Rustin was the architect of the 1963 March on Washington, which will celebrate its 50th anniversary on August 28. President Obama will be standing in the place where Dr. King gave his famous “I Have A Dream” speech, but really he will be standing in the shadows, if not the footprints of the man who did much of the work to make the event possible.
Rustin planned and organized practically every aspect of the March on Washington, from the scheduling of speaking time for the various political groups represented, to the lunches that would be served, to his personal training of volunteer off-duty police officers and firefighters that would serve as event marshals in the techniques of non-violent crowd control. Rustin was an expert in the strategy and tactics of non-violent civil disobedience and crowd control and had taught the technique to Dr.
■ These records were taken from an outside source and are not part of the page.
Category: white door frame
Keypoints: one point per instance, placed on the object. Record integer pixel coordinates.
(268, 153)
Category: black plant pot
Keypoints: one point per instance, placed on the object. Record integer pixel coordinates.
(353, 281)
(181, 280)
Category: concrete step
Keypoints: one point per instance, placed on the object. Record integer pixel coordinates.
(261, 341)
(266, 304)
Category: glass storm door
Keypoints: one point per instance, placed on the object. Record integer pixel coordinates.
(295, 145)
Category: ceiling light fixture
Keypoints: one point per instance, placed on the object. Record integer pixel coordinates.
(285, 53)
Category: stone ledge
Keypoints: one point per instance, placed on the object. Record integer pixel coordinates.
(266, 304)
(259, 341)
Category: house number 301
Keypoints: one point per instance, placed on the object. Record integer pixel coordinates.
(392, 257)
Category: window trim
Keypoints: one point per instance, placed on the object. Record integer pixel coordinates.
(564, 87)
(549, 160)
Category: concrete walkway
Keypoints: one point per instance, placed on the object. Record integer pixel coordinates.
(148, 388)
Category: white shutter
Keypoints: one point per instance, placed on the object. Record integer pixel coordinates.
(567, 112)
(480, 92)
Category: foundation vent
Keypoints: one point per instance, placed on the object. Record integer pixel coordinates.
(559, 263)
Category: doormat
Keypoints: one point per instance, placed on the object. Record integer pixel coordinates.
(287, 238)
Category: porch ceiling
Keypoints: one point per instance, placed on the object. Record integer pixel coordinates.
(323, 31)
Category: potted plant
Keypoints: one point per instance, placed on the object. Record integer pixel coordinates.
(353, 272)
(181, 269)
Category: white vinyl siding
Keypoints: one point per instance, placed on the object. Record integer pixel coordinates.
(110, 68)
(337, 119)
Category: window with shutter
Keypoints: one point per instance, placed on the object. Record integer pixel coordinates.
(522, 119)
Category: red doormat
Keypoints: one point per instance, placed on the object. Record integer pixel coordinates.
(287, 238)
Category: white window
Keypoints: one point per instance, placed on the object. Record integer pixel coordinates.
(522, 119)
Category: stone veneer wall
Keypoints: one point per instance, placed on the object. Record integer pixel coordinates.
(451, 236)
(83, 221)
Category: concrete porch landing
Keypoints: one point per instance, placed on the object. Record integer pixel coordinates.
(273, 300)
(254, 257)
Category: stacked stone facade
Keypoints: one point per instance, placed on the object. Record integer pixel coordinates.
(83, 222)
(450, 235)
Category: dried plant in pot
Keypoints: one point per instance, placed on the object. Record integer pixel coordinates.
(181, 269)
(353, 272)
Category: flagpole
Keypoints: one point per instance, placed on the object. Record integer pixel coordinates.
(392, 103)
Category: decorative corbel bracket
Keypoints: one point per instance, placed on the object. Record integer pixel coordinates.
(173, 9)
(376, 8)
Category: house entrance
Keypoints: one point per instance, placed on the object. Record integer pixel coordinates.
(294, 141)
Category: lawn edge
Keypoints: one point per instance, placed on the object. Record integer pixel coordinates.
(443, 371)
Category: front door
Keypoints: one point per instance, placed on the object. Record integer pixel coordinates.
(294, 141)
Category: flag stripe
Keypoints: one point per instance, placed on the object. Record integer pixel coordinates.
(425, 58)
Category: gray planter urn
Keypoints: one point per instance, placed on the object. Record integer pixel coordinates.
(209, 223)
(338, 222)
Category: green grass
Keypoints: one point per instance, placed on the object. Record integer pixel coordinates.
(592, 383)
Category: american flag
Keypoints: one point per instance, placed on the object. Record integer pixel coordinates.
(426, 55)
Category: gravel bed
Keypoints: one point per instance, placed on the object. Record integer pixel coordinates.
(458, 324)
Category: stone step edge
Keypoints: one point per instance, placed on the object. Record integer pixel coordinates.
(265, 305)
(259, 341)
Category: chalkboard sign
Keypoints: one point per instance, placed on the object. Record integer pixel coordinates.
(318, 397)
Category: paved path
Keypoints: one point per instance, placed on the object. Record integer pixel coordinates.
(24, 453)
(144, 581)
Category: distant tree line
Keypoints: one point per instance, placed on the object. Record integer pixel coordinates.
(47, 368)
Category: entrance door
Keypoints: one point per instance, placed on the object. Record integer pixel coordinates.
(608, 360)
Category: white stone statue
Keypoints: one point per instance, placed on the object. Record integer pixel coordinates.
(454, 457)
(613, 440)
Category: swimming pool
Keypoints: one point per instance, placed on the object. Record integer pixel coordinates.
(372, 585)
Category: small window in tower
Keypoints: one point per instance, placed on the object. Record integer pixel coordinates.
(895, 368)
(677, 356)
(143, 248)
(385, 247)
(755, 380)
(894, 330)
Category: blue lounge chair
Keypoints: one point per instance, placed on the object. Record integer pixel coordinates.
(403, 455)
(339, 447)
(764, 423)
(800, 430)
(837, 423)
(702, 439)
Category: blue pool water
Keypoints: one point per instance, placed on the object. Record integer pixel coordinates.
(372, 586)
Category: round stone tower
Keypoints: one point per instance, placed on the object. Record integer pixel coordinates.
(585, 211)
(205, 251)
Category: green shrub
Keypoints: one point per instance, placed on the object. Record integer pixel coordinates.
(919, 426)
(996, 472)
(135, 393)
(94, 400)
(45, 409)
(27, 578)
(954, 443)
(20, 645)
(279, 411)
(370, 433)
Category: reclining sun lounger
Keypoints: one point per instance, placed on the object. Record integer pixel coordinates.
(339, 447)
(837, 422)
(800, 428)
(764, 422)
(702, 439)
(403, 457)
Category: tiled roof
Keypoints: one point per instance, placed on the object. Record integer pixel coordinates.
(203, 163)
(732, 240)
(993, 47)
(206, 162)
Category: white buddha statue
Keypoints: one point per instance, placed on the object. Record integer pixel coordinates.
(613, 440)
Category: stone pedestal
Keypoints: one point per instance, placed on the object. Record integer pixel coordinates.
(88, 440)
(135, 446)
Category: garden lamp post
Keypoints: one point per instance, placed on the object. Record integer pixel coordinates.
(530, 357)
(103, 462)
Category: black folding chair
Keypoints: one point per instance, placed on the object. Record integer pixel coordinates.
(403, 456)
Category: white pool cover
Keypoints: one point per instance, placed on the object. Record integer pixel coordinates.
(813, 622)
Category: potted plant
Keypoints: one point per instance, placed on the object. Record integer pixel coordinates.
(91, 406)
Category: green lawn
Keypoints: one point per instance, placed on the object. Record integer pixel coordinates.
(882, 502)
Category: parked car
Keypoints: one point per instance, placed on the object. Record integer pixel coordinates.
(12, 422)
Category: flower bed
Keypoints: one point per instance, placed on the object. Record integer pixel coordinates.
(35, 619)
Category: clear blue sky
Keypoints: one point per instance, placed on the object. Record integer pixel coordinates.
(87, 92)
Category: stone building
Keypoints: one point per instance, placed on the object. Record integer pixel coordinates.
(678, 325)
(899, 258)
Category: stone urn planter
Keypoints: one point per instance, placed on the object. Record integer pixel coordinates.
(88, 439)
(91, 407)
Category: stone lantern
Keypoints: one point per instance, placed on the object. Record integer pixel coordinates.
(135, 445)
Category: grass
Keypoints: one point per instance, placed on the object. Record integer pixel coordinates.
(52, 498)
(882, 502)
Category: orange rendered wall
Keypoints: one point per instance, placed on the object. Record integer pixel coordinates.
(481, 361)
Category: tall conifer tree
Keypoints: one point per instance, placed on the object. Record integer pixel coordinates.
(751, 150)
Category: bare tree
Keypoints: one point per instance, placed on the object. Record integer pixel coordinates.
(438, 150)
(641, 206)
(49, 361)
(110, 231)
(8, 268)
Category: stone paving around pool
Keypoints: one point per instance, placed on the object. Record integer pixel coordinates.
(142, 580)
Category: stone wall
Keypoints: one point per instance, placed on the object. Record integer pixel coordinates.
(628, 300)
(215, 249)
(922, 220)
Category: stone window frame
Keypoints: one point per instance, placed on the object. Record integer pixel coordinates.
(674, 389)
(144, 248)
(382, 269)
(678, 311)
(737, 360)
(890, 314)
King and all of the civil rights leaders of the time.
When Obama gives his speech at the 50th anniversary ceremony, he needs to remember the contributions of a man whose biography is of particular importance to Americans who continue to fight for civil, legal and economic rights for African-Americans, as well as gay and lesbian people.
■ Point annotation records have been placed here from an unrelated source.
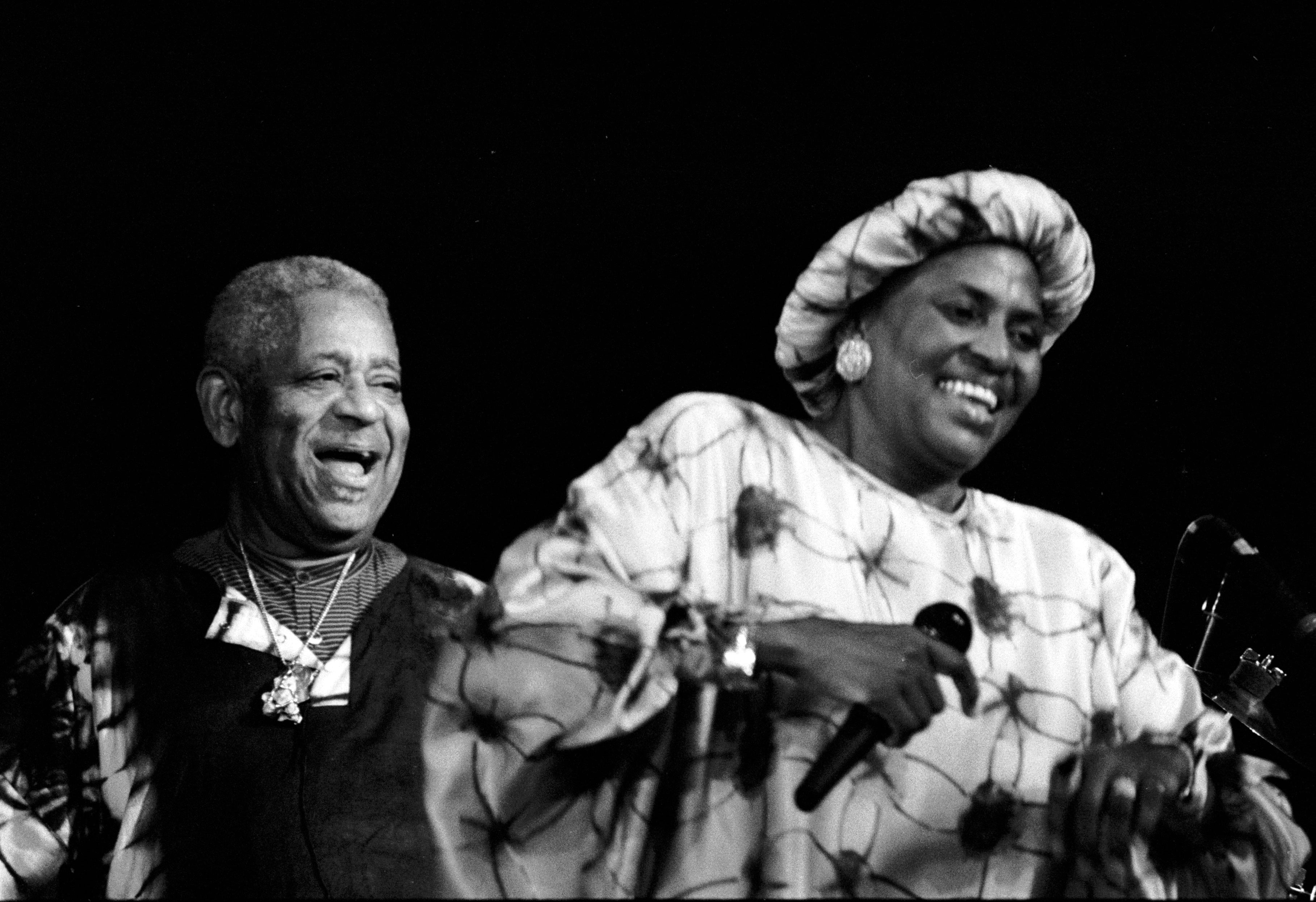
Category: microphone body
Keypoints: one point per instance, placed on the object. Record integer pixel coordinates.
(1211, 538)
(865, 727)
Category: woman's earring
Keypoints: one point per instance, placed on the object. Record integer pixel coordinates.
(853, 359)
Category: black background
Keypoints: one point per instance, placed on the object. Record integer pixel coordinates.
(579, 218)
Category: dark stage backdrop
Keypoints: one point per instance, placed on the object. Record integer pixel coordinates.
(578, 220)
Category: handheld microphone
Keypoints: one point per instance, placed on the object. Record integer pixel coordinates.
(865, 727)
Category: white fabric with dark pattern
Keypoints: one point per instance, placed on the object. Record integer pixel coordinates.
(583, 747)
(930, 216)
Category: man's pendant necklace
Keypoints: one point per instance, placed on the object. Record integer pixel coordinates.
(293, 686)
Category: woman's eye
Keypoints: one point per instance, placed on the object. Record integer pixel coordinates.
(1028, 340)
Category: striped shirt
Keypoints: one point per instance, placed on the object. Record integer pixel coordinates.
(297, 596)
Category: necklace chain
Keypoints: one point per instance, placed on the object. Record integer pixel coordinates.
(269, 621)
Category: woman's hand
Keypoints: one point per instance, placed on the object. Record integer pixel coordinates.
(1122, 792)
(892, 669)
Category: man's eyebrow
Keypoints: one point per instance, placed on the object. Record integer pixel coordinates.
(345, 361)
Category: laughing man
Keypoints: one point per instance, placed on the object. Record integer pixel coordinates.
(244, 717)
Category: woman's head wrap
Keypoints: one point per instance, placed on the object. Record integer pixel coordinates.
(931, 215)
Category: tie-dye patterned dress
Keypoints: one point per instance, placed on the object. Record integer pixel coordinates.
(582, 744)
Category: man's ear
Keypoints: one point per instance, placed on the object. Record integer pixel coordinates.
(222, 405)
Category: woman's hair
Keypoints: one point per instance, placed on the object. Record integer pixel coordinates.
(256, 317)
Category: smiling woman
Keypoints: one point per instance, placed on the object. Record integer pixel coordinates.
(732, 589)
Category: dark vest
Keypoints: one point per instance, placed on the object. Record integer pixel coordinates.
(253, 808)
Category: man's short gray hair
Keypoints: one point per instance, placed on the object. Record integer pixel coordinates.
(255, 317)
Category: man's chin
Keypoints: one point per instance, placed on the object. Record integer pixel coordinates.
(343, 526)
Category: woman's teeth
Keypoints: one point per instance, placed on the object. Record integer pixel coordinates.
(971, 390)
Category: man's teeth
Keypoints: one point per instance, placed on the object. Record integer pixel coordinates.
(971, 390)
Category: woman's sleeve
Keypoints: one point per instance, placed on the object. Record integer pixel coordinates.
(52, 814)
(595, 632)
(1241, 840)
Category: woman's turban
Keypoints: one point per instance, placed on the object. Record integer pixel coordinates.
(931, 215)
Rustin was out and proud in a way that many black gay and lesbian people are afraid of even today. In 1953, he was jailed on a moral clause for having a threesome in a parked car in Pasadena, CA. The South Carolina bigot and segregationist Strom Thurmond called him a convicted sex pervert and had his arrest record read into the official congressional minutes in an attempt to derail his efforts to organize the March on Washington. Black civil rights leaders and ministers, like famed Harlem Congressman Rev. Adam Clayton Powell, Jr., disapproved of Rustin’s open homosexual lifestyle and pressured Dr. King to distance himself from him. Rustin, who was King’s mentor and one of his closest advisors, resigned from the Southern Christian Leadership Conference, which he had helped to setup, for the good of the movement.
Rustin spent his whole life selflessly fighting for the things we still fight for today – economic freedom, gay equality, and civil justice. When he receives his posthumous award he will take his place alongside many of the civil rights legends that he influenced and trained including Dr. King (1977), Andrew Young (1981), Rev. Jesse Jackson (2000) and Rep. John Lewis (2009).